Ardımızda kalan 92 yılda; ortak dil, din, inanç, ülkü, milli ve ulvi değerlerimiz, örf, adet, gelenek birlikteliğimiz, aydınlık yarınlara olan inancımız ve hiçbir zaman birbirimizi ‘sen, ben o’ diye sorgulamayan bir güç birlikteliğimiz ile bu günlere geldik. 
Bundan sonra da bu güç birlikteliğimizle var olmaya devam edeceğiz. Bu topraklarda bir iç savaş çıkması için her türlü melanetin içinde olanlar, kardeş kavgasını bekleyenler dış mihraklar ve onlarla iş birlikteliği yapanlar..! 
Hiç umutlanmasınlar, çünkü yine hüsrana uğrayacaklardır.
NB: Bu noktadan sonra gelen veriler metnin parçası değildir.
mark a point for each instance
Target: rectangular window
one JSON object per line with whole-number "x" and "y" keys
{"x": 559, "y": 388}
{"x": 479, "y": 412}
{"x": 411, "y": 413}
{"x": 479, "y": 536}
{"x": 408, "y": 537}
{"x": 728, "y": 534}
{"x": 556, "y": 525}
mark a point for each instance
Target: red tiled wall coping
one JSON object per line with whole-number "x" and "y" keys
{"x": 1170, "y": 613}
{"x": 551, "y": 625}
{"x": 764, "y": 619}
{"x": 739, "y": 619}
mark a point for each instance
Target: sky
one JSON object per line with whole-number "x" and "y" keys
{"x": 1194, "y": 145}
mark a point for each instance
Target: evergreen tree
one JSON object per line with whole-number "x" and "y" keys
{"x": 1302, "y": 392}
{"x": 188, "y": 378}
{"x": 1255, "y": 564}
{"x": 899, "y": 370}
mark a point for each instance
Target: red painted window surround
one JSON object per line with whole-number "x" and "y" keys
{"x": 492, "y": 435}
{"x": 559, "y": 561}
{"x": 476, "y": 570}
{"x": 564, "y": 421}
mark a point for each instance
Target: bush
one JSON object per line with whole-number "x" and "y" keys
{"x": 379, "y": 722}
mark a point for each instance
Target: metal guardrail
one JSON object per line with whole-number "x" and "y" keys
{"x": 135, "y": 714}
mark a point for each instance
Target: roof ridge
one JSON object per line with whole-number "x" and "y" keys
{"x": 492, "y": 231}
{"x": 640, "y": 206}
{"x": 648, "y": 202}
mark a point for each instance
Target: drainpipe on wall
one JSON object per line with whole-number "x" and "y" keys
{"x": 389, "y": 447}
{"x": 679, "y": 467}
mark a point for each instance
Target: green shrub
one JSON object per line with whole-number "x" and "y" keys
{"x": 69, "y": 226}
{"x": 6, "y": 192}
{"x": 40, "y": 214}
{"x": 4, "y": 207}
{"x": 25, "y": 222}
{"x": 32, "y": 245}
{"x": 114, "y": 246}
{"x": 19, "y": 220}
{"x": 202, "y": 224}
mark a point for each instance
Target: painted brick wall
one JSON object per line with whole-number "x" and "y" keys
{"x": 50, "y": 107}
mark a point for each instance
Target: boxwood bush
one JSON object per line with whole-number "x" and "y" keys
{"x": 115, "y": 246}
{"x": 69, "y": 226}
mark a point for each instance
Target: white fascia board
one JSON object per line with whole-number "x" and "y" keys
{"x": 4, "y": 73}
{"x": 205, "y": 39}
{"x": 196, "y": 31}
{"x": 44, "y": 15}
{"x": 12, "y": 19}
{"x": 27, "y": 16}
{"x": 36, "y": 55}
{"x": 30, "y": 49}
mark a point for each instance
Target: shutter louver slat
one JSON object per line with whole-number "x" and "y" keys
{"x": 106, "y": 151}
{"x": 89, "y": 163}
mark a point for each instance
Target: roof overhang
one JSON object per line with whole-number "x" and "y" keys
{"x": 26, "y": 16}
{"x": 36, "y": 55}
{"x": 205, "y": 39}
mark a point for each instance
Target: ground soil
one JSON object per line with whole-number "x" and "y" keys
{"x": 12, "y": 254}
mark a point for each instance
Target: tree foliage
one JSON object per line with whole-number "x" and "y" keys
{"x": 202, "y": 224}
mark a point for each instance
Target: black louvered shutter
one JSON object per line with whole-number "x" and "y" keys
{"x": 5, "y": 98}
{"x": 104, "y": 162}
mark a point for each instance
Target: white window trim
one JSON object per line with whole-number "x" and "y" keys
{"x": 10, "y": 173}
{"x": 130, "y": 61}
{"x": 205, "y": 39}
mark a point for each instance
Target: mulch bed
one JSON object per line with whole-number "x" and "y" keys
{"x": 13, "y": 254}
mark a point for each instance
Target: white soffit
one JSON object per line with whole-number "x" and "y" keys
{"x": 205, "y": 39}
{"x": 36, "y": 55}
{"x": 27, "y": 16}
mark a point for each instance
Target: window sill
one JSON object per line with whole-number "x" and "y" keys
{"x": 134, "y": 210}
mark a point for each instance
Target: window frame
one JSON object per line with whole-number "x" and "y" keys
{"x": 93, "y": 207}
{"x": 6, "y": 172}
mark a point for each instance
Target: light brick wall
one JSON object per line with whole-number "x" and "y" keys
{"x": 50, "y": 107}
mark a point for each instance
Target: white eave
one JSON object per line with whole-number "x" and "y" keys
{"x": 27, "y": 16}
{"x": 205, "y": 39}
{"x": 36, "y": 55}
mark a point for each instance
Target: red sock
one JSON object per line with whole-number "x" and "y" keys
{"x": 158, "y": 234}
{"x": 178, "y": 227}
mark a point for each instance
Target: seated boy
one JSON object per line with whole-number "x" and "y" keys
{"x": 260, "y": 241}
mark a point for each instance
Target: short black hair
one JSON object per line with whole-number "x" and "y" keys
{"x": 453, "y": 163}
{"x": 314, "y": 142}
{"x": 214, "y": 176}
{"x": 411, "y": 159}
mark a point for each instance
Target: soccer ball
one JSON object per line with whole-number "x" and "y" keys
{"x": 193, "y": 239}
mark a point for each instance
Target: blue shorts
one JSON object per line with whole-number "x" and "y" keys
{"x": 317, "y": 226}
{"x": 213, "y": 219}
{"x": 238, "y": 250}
Önemli olan; çelikleşmiş bu güç birlikteliğine giderek zarar veren terör belasını, bir an önce ortadan kaldırarak bunun doğru yöntemini uygulamak; ülke topraklarımızda hep birlikte özgürce ve birinci sınıf vatandaş olarak yaşayabilmenin ortak paydasını bulmaktır.
Bu ortak paydanın nasıl olacağına da büyük Türk Milleti karar verecektir…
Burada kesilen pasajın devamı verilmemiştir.